(Stephen Smith and Michael Abramowitz at CAJM's Open Source: Jewish Museums and Collaborative Culture conference. Photo by Elizabeth Rynecki)
USC Shoah Foundation Executive Director Stephen Smith was invited to speak at two events this week: the Council of American Jewish Museums (CAJM)’s annual conference and the Ararat Home of Los Angeles’s Armenian Genocide Centennial Commemoration.
CAJM’s 2015 conference, “Open Source: Jewish Museums and Collaborative Culture,” explores new models and methods of participatory programming and audience engagement in all areas of the museum industry, from exhibits to fundraising.
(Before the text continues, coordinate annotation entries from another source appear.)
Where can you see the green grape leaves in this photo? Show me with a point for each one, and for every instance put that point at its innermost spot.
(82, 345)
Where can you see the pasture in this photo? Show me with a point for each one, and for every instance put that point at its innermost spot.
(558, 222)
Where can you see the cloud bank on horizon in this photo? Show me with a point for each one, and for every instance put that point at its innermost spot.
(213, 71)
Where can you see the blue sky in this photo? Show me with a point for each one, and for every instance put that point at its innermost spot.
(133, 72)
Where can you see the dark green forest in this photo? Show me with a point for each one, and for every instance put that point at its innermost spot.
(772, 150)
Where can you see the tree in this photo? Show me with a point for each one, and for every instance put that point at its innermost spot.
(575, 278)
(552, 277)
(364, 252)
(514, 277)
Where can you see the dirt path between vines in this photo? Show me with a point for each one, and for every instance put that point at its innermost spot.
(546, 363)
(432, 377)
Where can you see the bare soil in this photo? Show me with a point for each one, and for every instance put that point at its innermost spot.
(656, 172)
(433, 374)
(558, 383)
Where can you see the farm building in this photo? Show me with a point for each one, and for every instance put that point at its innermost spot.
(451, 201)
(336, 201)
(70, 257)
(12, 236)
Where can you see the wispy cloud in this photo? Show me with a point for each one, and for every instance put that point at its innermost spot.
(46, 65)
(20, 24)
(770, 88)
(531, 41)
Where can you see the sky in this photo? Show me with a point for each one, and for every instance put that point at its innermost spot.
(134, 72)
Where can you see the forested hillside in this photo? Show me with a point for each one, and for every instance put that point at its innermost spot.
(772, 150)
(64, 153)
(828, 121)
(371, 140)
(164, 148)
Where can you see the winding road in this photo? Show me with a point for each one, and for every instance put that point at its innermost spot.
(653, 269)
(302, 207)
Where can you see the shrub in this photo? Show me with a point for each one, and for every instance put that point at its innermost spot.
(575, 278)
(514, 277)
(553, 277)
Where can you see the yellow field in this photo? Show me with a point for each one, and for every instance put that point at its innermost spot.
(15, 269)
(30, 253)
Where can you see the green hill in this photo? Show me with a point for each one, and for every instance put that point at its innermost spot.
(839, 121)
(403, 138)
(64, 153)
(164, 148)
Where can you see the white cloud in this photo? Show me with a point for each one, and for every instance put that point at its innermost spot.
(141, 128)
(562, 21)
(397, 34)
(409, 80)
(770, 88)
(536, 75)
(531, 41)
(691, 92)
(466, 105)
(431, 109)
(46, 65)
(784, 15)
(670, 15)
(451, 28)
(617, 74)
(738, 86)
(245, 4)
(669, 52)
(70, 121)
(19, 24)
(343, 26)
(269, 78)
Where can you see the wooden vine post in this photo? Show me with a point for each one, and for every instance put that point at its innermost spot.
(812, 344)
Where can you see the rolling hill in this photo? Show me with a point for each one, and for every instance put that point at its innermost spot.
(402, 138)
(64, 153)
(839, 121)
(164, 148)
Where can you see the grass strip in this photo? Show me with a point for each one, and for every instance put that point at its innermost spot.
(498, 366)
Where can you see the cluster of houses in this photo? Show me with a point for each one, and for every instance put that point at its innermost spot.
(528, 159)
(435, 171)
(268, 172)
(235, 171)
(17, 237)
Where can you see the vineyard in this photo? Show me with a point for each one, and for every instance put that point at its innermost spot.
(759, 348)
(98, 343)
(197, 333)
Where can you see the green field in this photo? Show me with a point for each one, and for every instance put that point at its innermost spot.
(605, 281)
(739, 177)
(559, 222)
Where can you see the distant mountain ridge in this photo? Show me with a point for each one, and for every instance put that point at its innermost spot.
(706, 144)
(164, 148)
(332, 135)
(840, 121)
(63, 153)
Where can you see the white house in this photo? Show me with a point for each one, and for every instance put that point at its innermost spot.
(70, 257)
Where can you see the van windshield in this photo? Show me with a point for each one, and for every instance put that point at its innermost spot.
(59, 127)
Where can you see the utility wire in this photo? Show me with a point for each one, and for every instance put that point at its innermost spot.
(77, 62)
The conference is in San Francisco March 8-10.
Smith was part of a session on Tuesday, March 10, titled “The Future of Holocaust Education,” chaired by Arielle Weininger, Chief Curator of Collections and Exhibitions at the Illinois Holocaust Museum and Education Center, and moderated by Jack Weinstein, Director of the San Francisco Bay Area office of Facing History and Ourselves. Smith was joined by Michael J. Abramowitz, director of the United States Holocaust Memorial Museum’s Levine Institute for Holocaust Education
Smith and Abramowitz considered how Holocaust interpretation and education are evolving in a changing landscape, and discussed how Holocaust museums and institutions can ensure that they remain relevant and meet the needs of diverse audiences.
In particular, Smith talked about New Dimensions in Testimony, a program currently in development with USC’s Institute for Creative Technologies (ICT) and Conscience Display in which Holocaust survivors will be recorded in 3D so they can interact with people in museums and classrooms around the world long after they’re gone. Voice recognition software will allow viewers to ask them questions about their experiences during the Holocaust and their 3D, virtual double to answer in real time.
Smith noted that high-tech educational projects must always be led by content and supported by technology – not the other way around.
On Sunday, March 15, Smith will deliver the keynote address at Ararat Home of Los Angeles’s Armenian Genocide Centennial Commemoration. Ararat Home was founded in 1949 as a safe haven for elderly Armenians in Los Angeles, many of whom are Armenian Genocide survivors. The event on Sunday will be a “celebration of life” of Ararat Home’s 11 centenarians. These remarkable individuals include Rose Garjian and Yevnigue Salibian, who were each honored by USC Shoah Foundation in 2012 and 2014, respectively.
In addition to Smith’s keynote, the event will include opening remarks by Gerald Papazian, Chairman of the Board of Directors of the Armenian Film Foundation, which partnered with USC Shoah Foundation on the Visual History Archive’s new Armenian Genocide Collection.